Figure 15: The Leap-Year Miscalculation

In this instance of structure damage, the interpretation of the nodes in Figure 13 is as follows:

X | = | 2000.02.28 |

Y | = | 2000.02.29 |

Z | = | 2000.03.01 |

x | = | DRep(2000.02.28) |

y | = | DRep(2000.03.01) |

Finally, we should point out that the rollover problem mentioned earlier is also an example of violation of structure:

*successor(1999-12-31) = 2000-01-01**successor(DRep(1999-12-31)) = 00-01-01**date-of(00-01-01) = 1900-01-01*; therefore*successor(date-of(DRep(1999-12-31))) not = successor(1999-12-31)*

This situation occurs because the successor operation in the representation is always defined - but leads to a `loop'. The directed graph of `successor' in the data representation is in fact a cycle; further, this cycle lies entirely in the image of the reachable domain of the data structure under DRep! This clearly violates the properties of a discrete linear order.

Back to ContentsIt seems to be that most scientific work in verification of computer systems has concentrated on verification of algorithms and the dynamics of systems, possibly because this aspect of the correctness of programs is so very hard. In contrast, the verification of data structure representations is relatively straightforward to describe, as we have seen, and often quite straightforward to implement. The most complicated common case is probably the implementation of real numbers using floating-point arithmetic, and indeed some notable mathematicians (including one Turing Award winner, William Kahan of the University of California, Berkeley) have worked on the correct implementation of real number arithmetic. One might say that there seems to be no ideal solution to this particular data structure representation problem, although there are solutions involving careful evaluation of terms and careful exception handling which are satisfactory.

To summarise, the verification conditions for adequate data structure representation are:

- For the program
*P*, an adequate reachable domain*Reachable(P)*has been calculated; - DRep is a function on the reachable domain;
- DRep is total on the reachable domain;
- DRep is one-to-one on the reachable domain and its image;
- DRep preserves the structure of the reachable domain

- DRep is an isomorphism of the reachable domain onto its representation

And each of these five conditions is violated by some instance of what have been grouped together as `Year 2000 problems'. What conclusion may we draw?

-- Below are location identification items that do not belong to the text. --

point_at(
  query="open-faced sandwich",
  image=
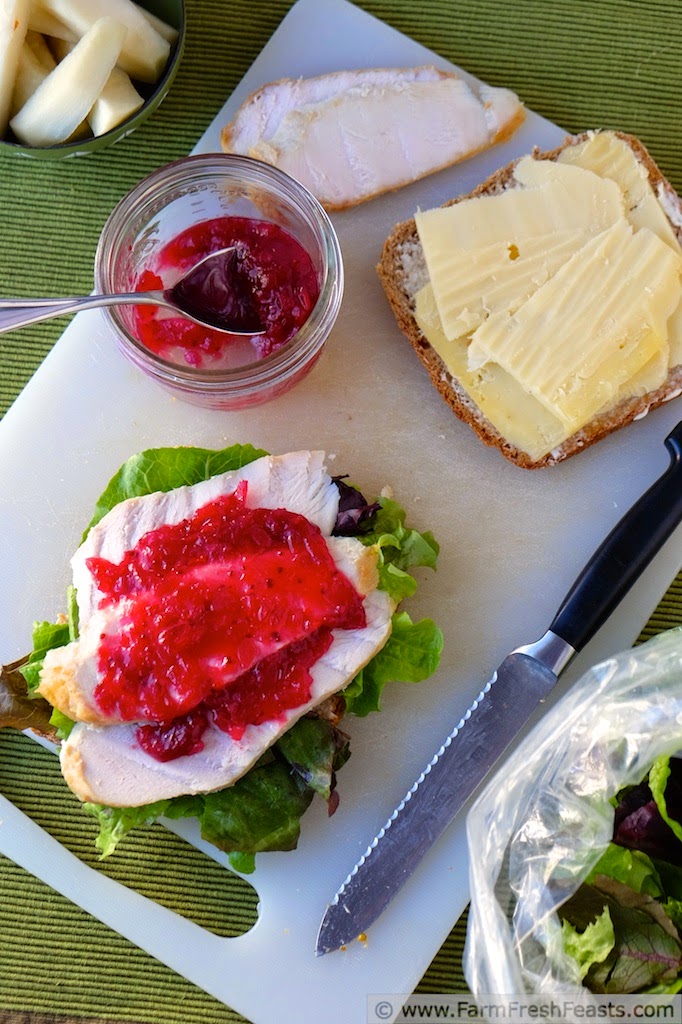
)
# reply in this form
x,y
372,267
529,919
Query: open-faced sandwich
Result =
x,y
226,609
547,305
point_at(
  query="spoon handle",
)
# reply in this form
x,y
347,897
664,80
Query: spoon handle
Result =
x,y
20,312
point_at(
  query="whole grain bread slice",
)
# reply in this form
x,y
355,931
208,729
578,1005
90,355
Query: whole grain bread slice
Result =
x,y
402,272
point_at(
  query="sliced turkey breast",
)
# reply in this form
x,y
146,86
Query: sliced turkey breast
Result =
x,y
107,758
350,135
296,481
107,765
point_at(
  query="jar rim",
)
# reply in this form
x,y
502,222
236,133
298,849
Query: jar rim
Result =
x,y
284,361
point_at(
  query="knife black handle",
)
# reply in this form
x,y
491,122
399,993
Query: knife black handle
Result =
x,y
624,555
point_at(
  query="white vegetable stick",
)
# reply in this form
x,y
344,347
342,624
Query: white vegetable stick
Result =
x,y
59,48
145,52
30,74
118,100
41,49
41,20
167,31
13,25
58,105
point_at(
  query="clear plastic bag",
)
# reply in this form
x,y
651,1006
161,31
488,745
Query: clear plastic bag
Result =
x,y
544,820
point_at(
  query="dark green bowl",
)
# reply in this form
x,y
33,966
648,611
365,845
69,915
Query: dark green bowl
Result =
x,y
172,11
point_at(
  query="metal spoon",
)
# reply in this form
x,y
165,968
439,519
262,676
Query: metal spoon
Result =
x,y
194,296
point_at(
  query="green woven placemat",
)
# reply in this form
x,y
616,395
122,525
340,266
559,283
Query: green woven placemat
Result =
x,y
580,62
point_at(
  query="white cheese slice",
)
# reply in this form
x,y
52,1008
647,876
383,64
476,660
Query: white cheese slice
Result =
x,y
594,325
516,415
610,157
487,254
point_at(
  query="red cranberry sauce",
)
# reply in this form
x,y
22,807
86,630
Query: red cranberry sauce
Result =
x,y
220,612
273,275
279,683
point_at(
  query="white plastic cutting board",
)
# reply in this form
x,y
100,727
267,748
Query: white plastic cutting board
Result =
x,y
511,544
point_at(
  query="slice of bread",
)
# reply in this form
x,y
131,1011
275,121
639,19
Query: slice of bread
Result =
x,y
402,272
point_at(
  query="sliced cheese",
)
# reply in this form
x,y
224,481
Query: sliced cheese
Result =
x,y
488,254
595,324
610,157
515,414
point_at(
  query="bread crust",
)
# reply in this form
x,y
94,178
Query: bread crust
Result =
x,y
401,248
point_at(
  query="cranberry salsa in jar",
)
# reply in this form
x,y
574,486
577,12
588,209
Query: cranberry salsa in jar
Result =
x,y
284,267
267,270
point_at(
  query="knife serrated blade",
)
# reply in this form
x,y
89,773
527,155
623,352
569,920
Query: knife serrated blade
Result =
x,y
501,710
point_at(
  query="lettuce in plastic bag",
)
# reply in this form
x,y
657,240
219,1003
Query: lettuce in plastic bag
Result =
x,y
555,902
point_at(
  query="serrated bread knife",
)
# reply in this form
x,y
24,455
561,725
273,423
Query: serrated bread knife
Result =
x,y
502,708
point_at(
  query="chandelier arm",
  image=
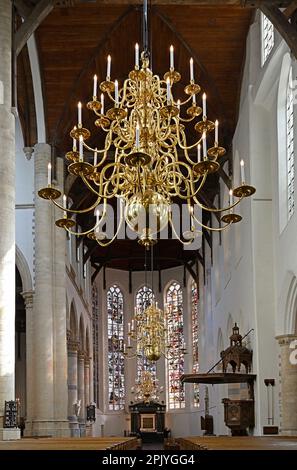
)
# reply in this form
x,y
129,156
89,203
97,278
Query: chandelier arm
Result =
x,y
210,209
116,234
75,211
185,147
177,236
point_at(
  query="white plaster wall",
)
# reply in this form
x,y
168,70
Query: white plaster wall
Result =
x,y
256,261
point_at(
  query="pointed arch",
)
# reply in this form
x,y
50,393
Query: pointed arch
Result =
x,y
115,331
175,337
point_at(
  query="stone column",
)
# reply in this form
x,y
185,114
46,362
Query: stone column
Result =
x,y
81,390
288,375
59,315
30,365
7,215
50,400
72,387
87,381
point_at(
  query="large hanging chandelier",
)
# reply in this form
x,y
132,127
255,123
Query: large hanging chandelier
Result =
x,y
145,161
147,335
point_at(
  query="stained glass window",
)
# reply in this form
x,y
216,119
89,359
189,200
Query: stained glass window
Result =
x,y
175,337
144,298
95,312
195,336
267,30
290,145
115,319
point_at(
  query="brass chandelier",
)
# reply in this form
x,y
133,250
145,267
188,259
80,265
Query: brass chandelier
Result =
x,y
145,160
146,388
148,330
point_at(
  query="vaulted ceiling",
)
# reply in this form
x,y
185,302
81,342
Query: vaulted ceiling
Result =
x,y
73,44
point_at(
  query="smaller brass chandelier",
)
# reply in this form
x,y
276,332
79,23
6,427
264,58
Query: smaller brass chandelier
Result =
x,y
146,388
146,159
148,330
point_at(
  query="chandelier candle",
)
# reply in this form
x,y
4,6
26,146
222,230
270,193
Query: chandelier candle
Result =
x,y
171,57
204,104
116,93
79,114
95,156
136,56
81,154
192,70
65,205
198,153
168,91
216,133
242,171
95,87
102,103
49,174
108,71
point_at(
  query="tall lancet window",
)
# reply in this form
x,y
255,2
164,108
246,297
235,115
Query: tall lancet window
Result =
x,y
175,337
267,33
195,336
144,299
115,329
290,144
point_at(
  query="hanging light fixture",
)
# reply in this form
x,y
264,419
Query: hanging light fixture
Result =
x,y
147,332
145,136
146,388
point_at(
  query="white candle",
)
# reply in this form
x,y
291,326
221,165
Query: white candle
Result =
x,y
136,56
168,90
81,155
79,114
65,204
171,57
242,171
102,103
74,145
191,70
217,132
137,136
116,93
198,153
204,145
95,86
204,104
49,174
108,68
97,216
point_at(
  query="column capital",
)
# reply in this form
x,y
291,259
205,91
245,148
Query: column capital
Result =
x,y
285,340
28,298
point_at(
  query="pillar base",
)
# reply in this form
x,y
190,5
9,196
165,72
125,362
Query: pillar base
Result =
x,y
10,434
47,428
74,429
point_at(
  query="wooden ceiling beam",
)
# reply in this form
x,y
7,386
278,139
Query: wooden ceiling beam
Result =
x,y
281,23
211,3
38,14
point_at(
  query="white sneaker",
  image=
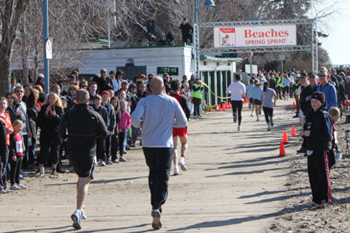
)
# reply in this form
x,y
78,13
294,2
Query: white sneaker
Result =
x,y
338,156
21,186
183,166
176,170
102,163
83,214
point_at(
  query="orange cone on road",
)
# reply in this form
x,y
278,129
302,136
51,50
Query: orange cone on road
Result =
x,y
285,138
293,131
282,151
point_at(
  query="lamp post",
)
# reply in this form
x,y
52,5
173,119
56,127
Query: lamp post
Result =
x,y
196,34
46,37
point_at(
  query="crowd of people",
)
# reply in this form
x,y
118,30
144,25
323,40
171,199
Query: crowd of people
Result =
x,y
126,113
113,97
320,100
265,88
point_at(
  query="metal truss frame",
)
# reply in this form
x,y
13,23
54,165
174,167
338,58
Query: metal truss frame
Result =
x,y
313,47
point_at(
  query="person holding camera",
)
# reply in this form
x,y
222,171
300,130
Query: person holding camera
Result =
x,y
48,121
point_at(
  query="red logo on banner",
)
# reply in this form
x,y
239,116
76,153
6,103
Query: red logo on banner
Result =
x,y
227,30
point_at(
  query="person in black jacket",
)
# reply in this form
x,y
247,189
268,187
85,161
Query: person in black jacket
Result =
x,y
82,146
317,133
48,121
186,30
103,82
111,121
101,141
3,158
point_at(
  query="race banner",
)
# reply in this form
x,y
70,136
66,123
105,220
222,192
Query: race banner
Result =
x,y
255,36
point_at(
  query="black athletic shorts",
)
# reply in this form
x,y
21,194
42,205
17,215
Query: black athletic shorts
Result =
x,y
83,166
257,102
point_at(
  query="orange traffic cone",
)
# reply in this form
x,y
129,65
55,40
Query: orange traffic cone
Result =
x,y
282,151
293,131
285,138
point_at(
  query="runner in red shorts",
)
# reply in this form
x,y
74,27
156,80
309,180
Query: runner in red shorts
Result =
x,y
179,132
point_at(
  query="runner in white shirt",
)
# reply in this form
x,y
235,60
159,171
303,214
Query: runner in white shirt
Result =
x,y
237,91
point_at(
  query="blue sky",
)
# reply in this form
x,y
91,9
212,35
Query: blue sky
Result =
x,y
338,27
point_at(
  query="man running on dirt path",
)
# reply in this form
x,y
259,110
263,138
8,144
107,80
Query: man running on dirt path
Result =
x,y
82,146
158,112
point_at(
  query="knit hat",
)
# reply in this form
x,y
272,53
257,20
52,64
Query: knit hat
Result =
x,y
319,96
106,92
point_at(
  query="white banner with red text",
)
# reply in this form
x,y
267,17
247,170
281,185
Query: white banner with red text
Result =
x,y
255,36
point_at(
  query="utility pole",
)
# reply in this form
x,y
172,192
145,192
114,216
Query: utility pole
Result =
x,y
46,37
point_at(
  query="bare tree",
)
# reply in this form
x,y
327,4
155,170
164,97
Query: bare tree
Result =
x,y
10,18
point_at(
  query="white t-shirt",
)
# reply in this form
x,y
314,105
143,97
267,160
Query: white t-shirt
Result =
x,y
237,90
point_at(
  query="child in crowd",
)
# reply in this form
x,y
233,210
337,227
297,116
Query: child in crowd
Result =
x,y
114,137
124,125
317,133
16,155
334,154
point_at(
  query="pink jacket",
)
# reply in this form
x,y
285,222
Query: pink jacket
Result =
x,y
125,120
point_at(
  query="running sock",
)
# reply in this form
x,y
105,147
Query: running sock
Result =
x,y
182,159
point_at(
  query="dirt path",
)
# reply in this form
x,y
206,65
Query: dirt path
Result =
x,y
234,183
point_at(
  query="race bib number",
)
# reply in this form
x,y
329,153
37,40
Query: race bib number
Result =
x,y
19,147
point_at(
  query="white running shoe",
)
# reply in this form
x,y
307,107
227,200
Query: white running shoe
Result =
x,y
21,186
176,170
83,214
76,216
183,166
102,163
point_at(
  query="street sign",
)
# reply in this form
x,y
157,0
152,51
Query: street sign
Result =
x,y
48,48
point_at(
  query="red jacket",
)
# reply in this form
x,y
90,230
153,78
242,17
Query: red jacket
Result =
x,y
6,118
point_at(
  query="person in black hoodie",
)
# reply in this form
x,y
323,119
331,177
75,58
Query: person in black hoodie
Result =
x,y
82,147
48,121
101,141
111,121
317,133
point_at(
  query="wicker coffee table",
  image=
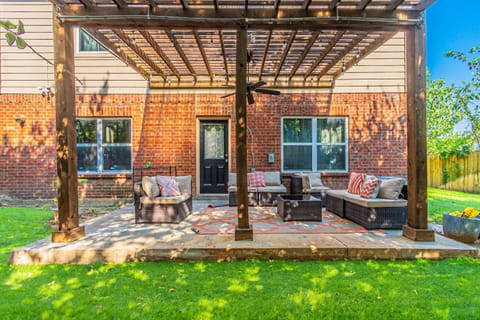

It used to be said that program verification was too expensive for
practical use in software development. Various estimates now put the
cost of dealing with the Year 2000 issues, including determining for a
given system whether there are Year 2000 problems or not, at about
$300-600 billion world-wide (estimate from the Gartner Group, quoted
by the OECD on their WWW page
*The
Year 2000 Problem*) up to $3.6 trillion (Capers Jones, estimating
pre-2000 repairs plus post-2000 damage control and repair, in
interview with
*The
Millennium Journal*, V.V, May 1998.
The actual cost may vary but is unlikely to
be lower than the Gartner Group's lowest estimate of $300 billion.
Had the (in this case) relatively simple data structure
verifications been performed during software development, we would
have no Year 2000 problem and this $600 billion would have been saved.
We can hardly believe that it would have cost world-wide more than
this sum to have verified the software in the first place, because it
is well-known that reverse engineering costs more than forward
development, and the costs of Year 2000 checks are almost all reverse
engineering. We hope that software developers will no longer have the
temerity to claim that verification at development time costs more
than fixing the inevitable problems later. The Year 2000 problems
stand as clear counter examples to this claim.